Речь обвинителя, царский суд не страшны были Соне. Ей важен был суд истории, суд народа. Но это потом, когда ее уже не будет. А сейчас для нее важнее всего был суд ее совести. Она написала матери, что совесть ее чиста, потому что она жила по своим убеждениям. В самом деле, когда она ушла из дому и примкнула к кружку чайковцев, когда ухаживала в больнице за больными, учила в школе детей, жила убогой деревенской жизнью и чувствовала себя среди народа, как в родной семье, совесть ее была чиста. Потом пошли занятия с рабочими. Они тоже захватили ее целиком. Правда, были уже тогда минуты сомнений.

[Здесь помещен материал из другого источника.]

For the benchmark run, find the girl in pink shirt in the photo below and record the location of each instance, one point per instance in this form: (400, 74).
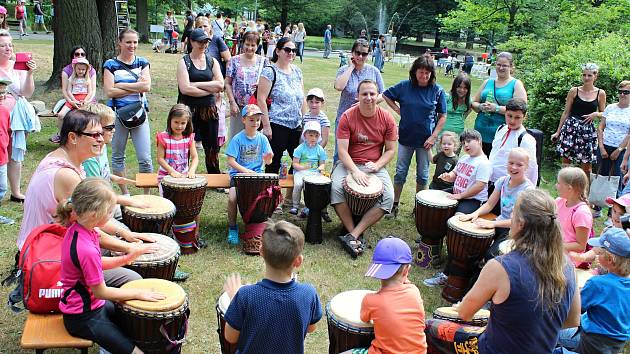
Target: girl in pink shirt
(86, 313)
(574, 214)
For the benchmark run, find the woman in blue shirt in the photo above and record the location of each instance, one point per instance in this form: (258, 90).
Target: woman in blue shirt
(421, 104)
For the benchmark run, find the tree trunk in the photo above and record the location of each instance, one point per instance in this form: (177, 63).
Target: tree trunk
(109, 29)
(75, 25)
(142, 20)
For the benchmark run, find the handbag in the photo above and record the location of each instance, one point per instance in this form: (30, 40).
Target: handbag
(134, 114)
(603, 187)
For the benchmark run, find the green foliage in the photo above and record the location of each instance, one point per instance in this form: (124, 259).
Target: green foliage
(550, 65)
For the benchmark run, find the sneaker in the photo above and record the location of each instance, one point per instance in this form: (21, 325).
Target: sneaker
(6, 221)
(233, 238)
(438, 280)
(180, 275)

Становилось страшно, когда рабочие, которые вчера еще смирялись, готовы были идти за ними, а они сами еще не знали, куда их вести. Стихия была разбужена. Река разлилась, старое русло стало ей тесно, а нового русла они не сумели вырыть. Потом в Харькове, когда Соня старалась вырвать друзей из Централки, она тоже чувствовала, что делает правое дело. И дорого ей стоило от него отказаться.

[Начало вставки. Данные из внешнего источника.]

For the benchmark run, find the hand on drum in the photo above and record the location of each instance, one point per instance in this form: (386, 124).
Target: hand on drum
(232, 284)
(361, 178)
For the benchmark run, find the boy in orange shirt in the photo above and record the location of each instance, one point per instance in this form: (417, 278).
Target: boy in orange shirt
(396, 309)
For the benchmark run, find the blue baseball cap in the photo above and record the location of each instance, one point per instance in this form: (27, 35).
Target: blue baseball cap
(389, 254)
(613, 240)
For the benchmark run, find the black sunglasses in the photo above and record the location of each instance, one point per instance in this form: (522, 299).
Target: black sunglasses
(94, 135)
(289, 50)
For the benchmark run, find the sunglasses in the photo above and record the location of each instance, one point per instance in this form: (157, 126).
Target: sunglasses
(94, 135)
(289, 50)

Раздвоение началось исподволь и достигло своего апогея перед съездом. Раздвоение партии и раздвоение в человеческих душах. Они слишком торопились. Им приходилось по ходу решать то, что необходимо было решить заранее. Да и могла ли она с уверенностью сказать сейчас, кто из них был прав и был ли кто-нибудь прав? Не она одна, никто из ее друзей — а у нее были друзья и в том и в другом лагере — не представлял себе тогда политической борьбы без политического заговора. Для слияния научного социализма с рабочим движением тогда еще не настало время.
И все-таки, когда Соня судила себя сама строгим судом собственной совести, ее не могла не утешать надежда, что так дорого доставшийся им опыт не пропадет даром, пригодится тем, кто будет продолжать дело. А в то, что их дело бессмертно, она верила от всего сердца.
26 марта. 11 часов утра. В здании окружного суда открылось первое заседание Особого присутствия сената по делу «О совершенном 1 марта 1881 года злодеянии».
Заменить военный суд судом Особого присутствия решено было из международных соображений.
«Император Александр III, — свидетельствует полковник лейб-гвардии Преображенского полка граф Пфейль, — решился на публичное разбирательство дела только для того, чтобы положить конец всяким слухам о жестоком обращении и пытках, которым будто бы подвергались обвиняемые в тюрьме».
Подсудимых вводят по одному. Соня обменивается рукопожатиями со всеми, кроме Рысакова.